Jaimie did not answer but the boy allowed his gaze to meet his father’s eyes.
Theo shifted his weight on the bumper, trying to get comfortable. “Whenever you talk, you seem to have something useful to say. That’s what sets you apart.” he added. “So now I think, when you want to talk, you will. No pressure necessary. I do love the sound of your voice, son. And I’m proud of you. Maybe we made things too comfortable for you.
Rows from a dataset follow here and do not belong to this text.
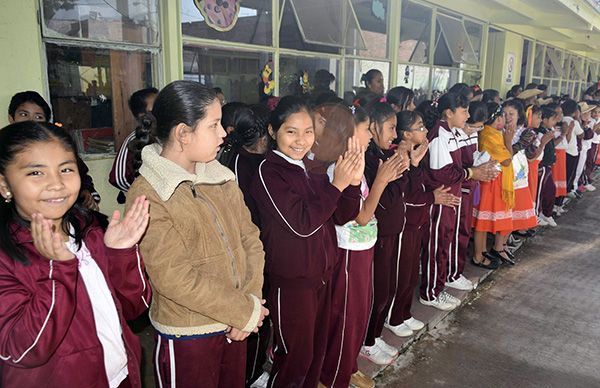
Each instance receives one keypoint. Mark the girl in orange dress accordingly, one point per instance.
(493, 214)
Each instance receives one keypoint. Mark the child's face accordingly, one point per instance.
(458, 118)
(43, 179)
(203, 143)
(28, 111)
(296, 135)
(361, 130)
(386, 133)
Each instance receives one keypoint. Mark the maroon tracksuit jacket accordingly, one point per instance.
(297, 213)
(445, 167)
(47, 330)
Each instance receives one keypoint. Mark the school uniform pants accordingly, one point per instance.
(434, 260)
(351, 299)
(571, 172)
(211, 362)
(300, 319)
(546, 192)
(385, 283)
(410, 253)
(591, 162)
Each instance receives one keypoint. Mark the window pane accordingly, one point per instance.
(291, 37)
(89, 90)
(236, 72)
(443, 79)
(293, 69)
(130, 21)
(415, 30)
(355, 68)
(373, 20)
(415, 78)
(232, 21)
(538, 61)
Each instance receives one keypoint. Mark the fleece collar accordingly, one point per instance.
(165, 176)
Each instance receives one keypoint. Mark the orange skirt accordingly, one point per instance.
(532, 178)
(523, 214)
(559, 173)
(491, 214)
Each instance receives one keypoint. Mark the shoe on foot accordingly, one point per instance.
(262, 381)
(462, 283)
(361, 380)
(414, 324)
(389, 349)
(440, 303)
(400, 330)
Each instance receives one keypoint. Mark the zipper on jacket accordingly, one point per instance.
(222, 234)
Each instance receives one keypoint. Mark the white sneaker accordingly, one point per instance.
(400, 330)
(389, 349)
(462, 283)
(451, 298)
(376, 355)
(262, 381)
(549, 220)
(414, 324)
(439, 303)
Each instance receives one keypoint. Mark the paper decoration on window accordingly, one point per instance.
(220, 15)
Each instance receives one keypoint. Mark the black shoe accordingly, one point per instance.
(492, 265)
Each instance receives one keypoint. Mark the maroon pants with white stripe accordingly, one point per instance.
(385, 283)
(546, 191)
(210, 362)
(460, 246)
(300, 319)
(434, 260)
(408, 275)
(352, 295)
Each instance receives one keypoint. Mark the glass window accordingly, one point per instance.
(237, 73)
(443, 79)
(355, 68)
(415, 31)
(538, 61)
(89, 90)
(129, 21)
(229, 20)
(415, 78)
(297, 74)
(290, 35)
(373, 20)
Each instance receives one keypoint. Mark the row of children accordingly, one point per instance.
(326, 212)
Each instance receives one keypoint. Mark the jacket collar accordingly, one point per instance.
(165, 176)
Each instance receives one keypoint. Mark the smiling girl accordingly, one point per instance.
(298, 212)
(204, 256)
(66, 287)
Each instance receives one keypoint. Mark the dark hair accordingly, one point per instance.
(569, 107)
(14, 139)
(137, 101)
(490, 95)
(478, 112)
(287, 106)
(492, 109)
(452, 101)
(367, 77)
(29, 96)
(429, 112)
(178, 102)
(517, 104)
(461, 88)
(400, 96)
(406, 119)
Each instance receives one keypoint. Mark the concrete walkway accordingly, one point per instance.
(536, 324)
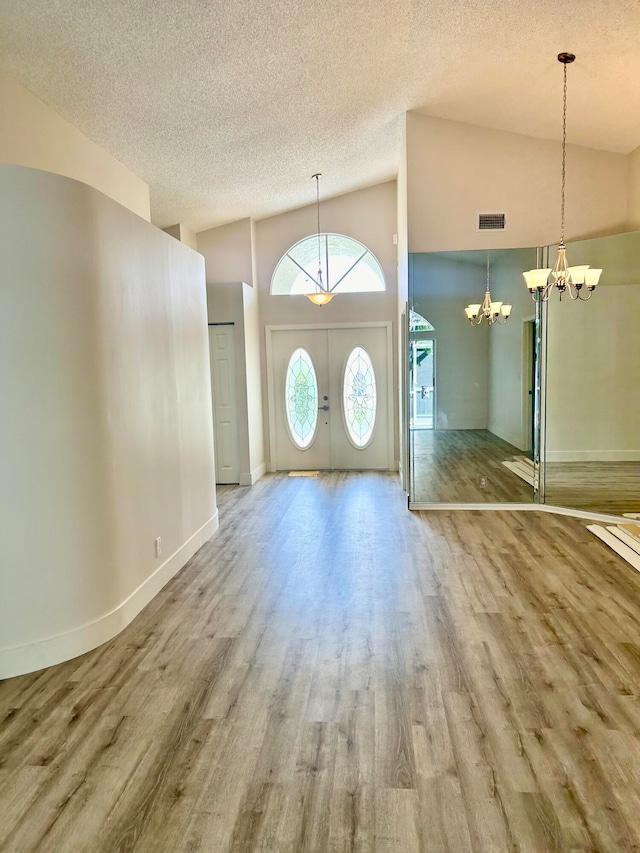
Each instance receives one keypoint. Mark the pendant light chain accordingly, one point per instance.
(317, 177)
(564, 151)
(579, 281)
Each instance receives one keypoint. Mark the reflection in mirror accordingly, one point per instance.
(593, 384)
(471, 400)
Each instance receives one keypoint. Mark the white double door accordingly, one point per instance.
(329, 350)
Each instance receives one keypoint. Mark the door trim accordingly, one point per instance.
(384, 324)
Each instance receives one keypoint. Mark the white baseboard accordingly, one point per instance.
(423, 506)
(18, 660)
(248, 479)
(507, 436)
(593, 456)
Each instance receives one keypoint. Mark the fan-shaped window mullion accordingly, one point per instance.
(347, 267)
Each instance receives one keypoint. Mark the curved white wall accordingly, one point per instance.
(34, 135)
(105, 420)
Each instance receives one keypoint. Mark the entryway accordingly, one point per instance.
(329, 397)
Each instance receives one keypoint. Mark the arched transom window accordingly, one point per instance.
(347, 267)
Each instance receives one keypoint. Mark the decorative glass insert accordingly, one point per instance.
(417, 323)
(347, 267)
(301, 398)
(359, 397)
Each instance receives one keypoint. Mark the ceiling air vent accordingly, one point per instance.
(491, 221)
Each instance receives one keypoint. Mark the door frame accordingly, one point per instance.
(527, 378)
(303, 327)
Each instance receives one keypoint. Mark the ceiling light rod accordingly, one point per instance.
(322, 295)
(563, 277)
(492, 312)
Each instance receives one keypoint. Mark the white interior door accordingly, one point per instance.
(344, 422)
(225, 405)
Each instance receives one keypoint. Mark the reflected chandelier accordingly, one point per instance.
(492, 312)
(563, 277)
(323, 294)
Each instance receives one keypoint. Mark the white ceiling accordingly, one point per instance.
(227, 108)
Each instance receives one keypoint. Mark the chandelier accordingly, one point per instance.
(563, 277)
(492, 312)
(323, 294)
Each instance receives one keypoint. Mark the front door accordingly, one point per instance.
(328, 398)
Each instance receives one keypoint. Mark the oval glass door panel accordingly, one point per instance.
(359, 397)
(301, 398)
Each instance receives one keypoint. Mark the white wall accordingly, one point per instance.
(456, 171)
(106, 428)
(184, 234)
(236, 302)
(593, 377)
(508, 379)
(228, 252)
(634, 189)
(440, 288)
(253, 366)
(32, 134)
(368, 215)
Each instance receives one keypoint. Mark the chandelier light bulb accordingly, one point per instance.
(489, 310)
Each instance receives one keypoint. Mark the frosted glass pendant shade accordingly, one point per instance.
(577, 273)
(320, 298)
(536, 278)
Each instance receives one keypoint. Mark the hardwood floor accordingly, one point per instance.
(612, 487)
(333, 673)
(464, 466)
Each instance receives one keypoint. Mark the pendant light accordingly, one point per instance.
(323, 294)
(492, 312)
(562, 277)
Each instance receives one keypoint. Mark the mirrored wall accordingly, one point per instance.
(472, 414)
(592, 399)
(543, 408)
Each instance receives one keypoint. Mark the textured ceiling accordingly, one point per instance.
(227, 108)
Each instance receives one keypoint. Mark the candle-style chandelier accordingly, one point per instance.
(562, 277)
(492, 312)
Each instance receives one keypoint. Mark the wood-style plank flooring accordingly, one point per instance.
(612, 487)
(464, 466)
(333, 673)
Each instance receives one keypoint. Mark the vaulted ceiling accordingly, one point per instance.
(227, 108)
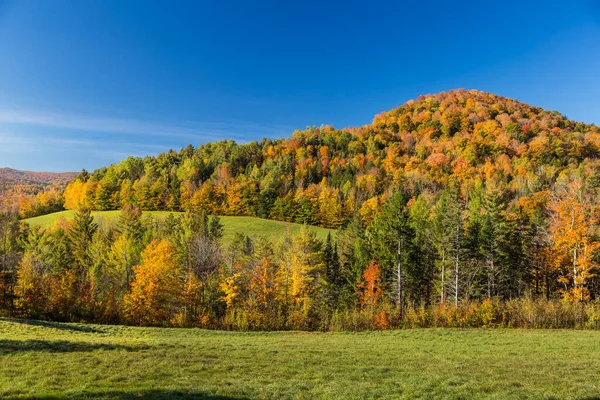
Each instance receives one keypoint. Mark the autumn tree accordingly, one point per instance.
(155, 292)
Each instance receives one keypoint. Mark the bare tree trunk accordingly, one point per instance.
(443, 298)
(400, 276)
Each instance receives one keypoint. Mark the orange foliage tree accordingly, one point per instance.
(157, 287)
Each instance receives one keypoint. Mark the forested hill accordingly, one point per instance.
(32, 193)
(456, 198)
(324, 175)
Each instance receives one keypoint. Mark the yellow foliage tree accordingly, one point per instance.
(156, 290)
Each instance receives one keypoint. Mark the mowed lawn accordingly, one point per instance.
(40, 360)
(271, 230)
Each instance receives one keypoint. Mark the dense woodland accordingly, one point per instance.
(456, 209)
(32, 193)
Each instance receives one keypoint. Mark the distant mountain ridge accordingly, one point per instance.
(14, 176)
(326, 176)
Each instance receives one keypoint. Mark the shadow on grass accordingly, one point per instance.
(8, 346)
(120, 395)
(55, 325)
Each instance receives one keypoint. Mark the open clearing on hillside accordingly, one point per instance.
(43, 360)
(270, 230)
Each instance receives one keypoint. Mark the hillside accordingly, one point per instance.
(455, 209)
(324, 175)
(32, 193)
(9, 176)
(273, 231)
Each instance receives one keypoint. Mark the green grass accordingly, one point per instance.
(271, 230)
(44, 360)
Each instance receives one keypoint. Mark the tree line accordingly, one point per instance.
(453, 208)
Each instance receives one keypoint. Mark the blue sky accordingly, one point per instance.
(86, 83)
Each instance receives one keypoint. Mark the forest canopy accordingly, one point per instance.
(450, 199)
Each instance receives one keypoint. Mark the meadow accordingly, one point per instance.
(251, 226)
(47, 360)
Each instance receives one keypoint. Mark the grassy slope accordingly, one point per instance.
(54, 361)
(271, 230)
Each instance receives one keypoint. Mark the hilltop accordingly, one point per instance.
(462, 198)
(324, 176)
(9, 176)
(32, 193)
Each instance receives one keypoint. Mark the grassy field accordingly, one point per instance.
(42, 360)
(271, 230)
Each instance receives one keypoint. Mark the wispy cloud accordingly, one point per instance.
(191, 130)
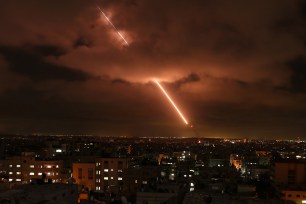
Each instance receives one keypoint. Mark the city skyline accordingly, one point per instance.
(235, 69)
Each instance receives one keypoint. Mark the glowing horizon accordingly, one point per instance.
(171, 101)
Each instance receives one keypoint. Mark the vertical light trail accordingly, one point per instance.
(171, 101)
(116, 30)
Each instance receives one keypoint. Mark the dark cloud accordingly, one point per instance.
(120, 81)
(193, 77)
(82, 41)
(298, 77)
(31, 63)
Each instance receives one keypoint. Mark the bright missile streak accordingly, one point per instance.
(171, 101)
(119, 34)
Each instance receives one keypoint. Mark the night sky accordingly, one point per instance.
(234, 68)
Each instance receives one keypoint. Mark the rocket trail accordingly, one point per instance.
(116, 30)
(171, 101)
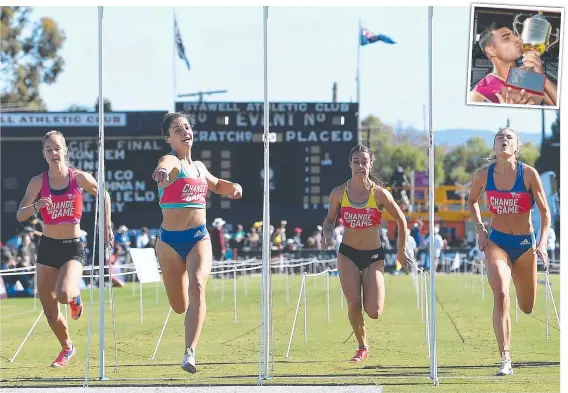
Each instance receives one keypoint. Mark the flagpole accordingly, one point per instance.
(431, 200)
(101, 202)
(174, 58)
(358, 80)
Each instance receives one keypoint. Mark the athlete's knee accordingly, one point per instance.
(179, 308)
(354, 304)
(526, 307)
(501, 298)
(51, 315)
(197, 290)
(374, 312)
(64, 296)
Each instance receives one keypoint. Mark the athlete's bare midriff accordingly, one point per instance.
(513, 224)
(62, 231)
(180, 219)
(362, 239)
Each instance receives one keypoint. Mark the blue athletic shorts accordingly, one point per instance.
(514, 245)
(183, 241)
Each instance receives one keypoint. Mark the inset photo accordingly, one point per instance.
(515, 56)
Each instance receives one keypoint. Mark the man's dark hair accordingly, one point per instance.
(487, 34)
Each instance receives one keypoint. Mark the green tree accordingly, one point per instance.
(549, 159)
(30, 56)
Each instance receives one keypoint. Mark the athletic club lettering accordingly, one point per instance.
(193, 192)
(61, 209)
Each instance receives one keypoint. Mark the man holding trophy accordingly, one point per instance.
(508, 83)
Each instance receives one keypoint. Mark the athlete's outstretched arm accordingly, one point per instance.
(27, 207)
(161, 174)
(476, 97)
(477, 186)
(332, 213)
(88, 183)
(221, 186)
(384, 197)
(543, 208)
(551, 94)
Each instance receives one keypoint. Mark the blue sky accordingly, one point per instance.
(309, 49)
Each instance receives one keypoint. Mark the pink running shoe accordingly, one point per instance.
(76, 306)
(64, 356)
(360, 355)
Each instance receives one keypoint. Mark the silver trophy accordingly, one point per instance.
(535, 36)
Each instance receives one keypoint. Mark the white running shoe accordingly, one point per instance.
(188, 362)
(506, 367)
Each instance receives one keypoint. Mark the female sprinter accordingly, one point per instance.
(184, 247)
(512, 188)
(58, 197)
(361, 259)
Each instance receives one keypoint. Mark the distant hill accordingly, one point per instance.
(455, 137)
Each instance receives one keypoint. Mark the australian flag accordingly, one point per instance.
(366, 37)
(179, 44)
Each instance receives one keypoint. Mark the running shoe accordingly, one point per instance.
(188, 362)
(360, 355)
(64, 356)
(76, 306)
(506, 367)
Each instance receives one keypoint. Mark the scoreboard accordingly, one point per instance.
(307, 160)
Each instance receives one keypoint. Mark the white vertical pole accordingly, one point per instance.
(35, 289)
(266, 217)
(101, 196)
(287, 286)
(235, 292)
(432, 319)
(516, 308)
(305, 312)
(358, 80)
(141, 306)
(546, 284)
(174, 58)
(327, 293)
(222, 289)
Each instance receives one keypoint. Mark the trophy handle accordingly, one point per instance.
(515, 23)
(557, 35)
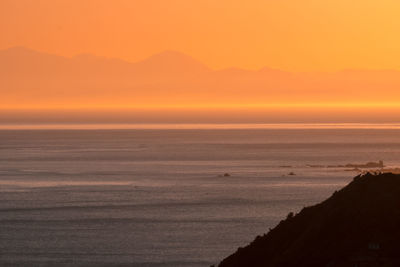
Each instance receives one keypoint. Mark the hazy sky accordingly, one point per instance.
(287, 34)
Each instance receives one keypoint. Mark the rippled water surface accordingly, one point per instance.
(153, 197)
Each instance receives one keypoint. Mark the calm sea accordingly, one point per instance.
(158, 197)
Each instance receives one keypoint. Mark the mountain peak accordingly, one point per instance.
(172, 61)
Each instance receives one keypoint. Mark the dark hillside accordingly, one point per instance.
(357, 226)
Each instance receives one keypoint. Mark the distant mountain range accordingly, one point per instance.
(31, 78)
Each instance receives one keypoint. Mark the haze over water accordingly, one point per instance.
(155, 196)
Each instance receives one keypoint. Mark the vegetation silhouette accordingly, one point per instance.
(356, 226)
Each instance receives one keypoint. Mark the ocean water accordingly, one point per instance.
(157, 197)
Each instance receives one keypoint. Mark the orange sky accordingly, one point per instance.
(292, 35)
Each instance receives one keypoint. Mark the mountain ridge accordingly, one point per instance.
(33, 78)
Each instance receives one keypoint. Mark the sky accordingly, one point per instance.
(293, 35)
(337, 60)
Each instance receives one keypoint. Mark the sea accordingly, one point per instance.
(167, 195)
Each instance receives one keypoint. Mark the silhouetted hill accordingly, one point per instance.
(357, 226)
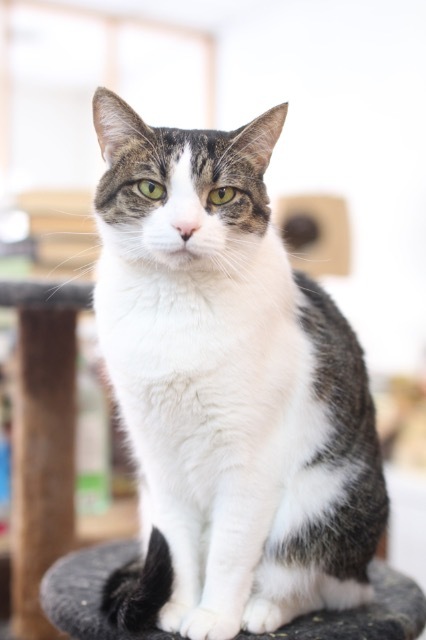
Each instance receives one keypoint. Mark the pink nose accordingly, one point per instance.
(186, 229)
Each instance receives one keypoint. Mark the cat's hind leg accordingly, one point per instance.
(280, 595)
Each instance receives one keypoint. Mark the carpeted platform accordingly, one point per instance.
(71, 593)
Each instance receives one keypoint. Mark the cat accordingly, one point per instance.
(242, 389)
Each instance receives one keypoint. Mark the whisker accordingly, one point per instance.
(54, 290)
(76, 255)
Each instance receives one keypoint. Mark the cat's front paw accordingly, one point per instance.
(263, 616)
(171, 616)
(202, 624)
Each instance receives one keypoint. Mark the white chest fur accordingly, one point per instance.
(201, 363)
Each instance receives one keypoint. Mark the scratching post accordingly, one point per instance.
(43, 434)
(43, 459)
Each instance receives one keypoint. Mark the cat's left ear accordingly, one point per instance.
(115, 122)
(258, 139)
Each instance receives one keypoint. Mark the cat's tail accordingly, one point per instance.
(134, 594)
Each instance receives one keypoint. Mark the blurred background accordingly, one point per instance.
(351, 160)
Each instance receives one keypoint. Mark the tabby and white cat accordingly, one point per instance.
(242, 389)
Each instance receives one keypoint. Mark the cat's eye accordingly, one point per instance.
(223, 195)
(151, 189)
All it took is a little flu pandemic to help pull you out of your shell.”
Jaimie walked out into the tall grass and let his fingers caress the soft fronds that reached up to him.
A little girl appeared beside Jaimie. She looked like she stood under a tall pile of curly, black hair. He glanced at the child quickly and then turned back to the low mounds of dark earth at his feet. He could feel the dirt — fresh-turned, loose and shifting under his weight — but in the darkness, each grave was an empty black rectangle.
In one hand, the girl held a wind-up flashlight. She hugged a toy rabbit under her other arm. The moon emerged from behind the clouds, illuminating the field at the edge of the impromptu parking lot. She tucked the flashlight into a pocket and reached up to hold Jaimie’s hand.
“I’m from South Dakota,” she said. “My cat is buried right there,” she added, “in Canada. His name was Milkpig. We ate him and then we put the bones there. I miss him.”
“Right there, huh? Sorry about that, kiddo,” Theo said.
His father often called Jaimie ‘kiddo’ when he was that age, too.
“My grandfather is buried under Milkpig,” the girl said. “We didn’t eat him, though.”